Además de las cultivadas en el jardín, algunas de las mujeres más ancianas utilizaban especias silvestres que recogían en las distintas estaciones y ponían a secar. Pero los conocimientos sobre ellas y los usos que se les daban se habían ido perdiendo, y la mayoría de la gente dependía de las que cultivaba en su propio jardín. La aquilea, o milenrama, era una excepción, pues todo el mundo la recogía en grandes cantidades para preparar «cerveza de hierbas». Se preparaban litros de esta bebida que los hombres llevaban a trabajar en sus latas para el té y era almacenada en la despensa para que madres e hijos pudieran beber para saciar la sed. La mejor milenrama crecía junto a la carretera y, cuando llegaba la estación seca, las plantas se cubrían de tal modo de polvo blanco que incluso la cerveza, una vez fermentada, tenía un tinte blancuzco. Si los niños hacían algún comentario al respecto, les decían: «A todos nos toca morder el polvo alguna vez en la vida, pero sin duda lo malo se pasa mejor con un buen trago de esta cerveza de hierbas».

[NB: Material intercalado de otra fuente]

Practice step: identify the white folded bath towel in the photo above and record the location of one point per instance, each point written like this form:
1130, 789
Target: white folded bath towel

Los niños de la última casa se preguntaban si alguna vez les tocaría también a ellos un poco de ese polvo de la vida, pues su madre era muy particular en la cocina. Verduras como la lechuga y el berro las lavaba en tres aguas, en lugar de limitarse a remojarlas y escurrirlas como hacía la mayoría de la gente. Se podía decir que los berros prácticamente los fregaba, a causa de la historia del hombre al que, después de tragarse un renacuajo, le había acabado creciendo una rana adulta en el estómago. Los berros crecían en abundancia y se comían especialmente en primavera, antes de que se pusieran duros y la gente se hartara de ellos. Quizá su buena salud se debiera en gran medida a lo que comían.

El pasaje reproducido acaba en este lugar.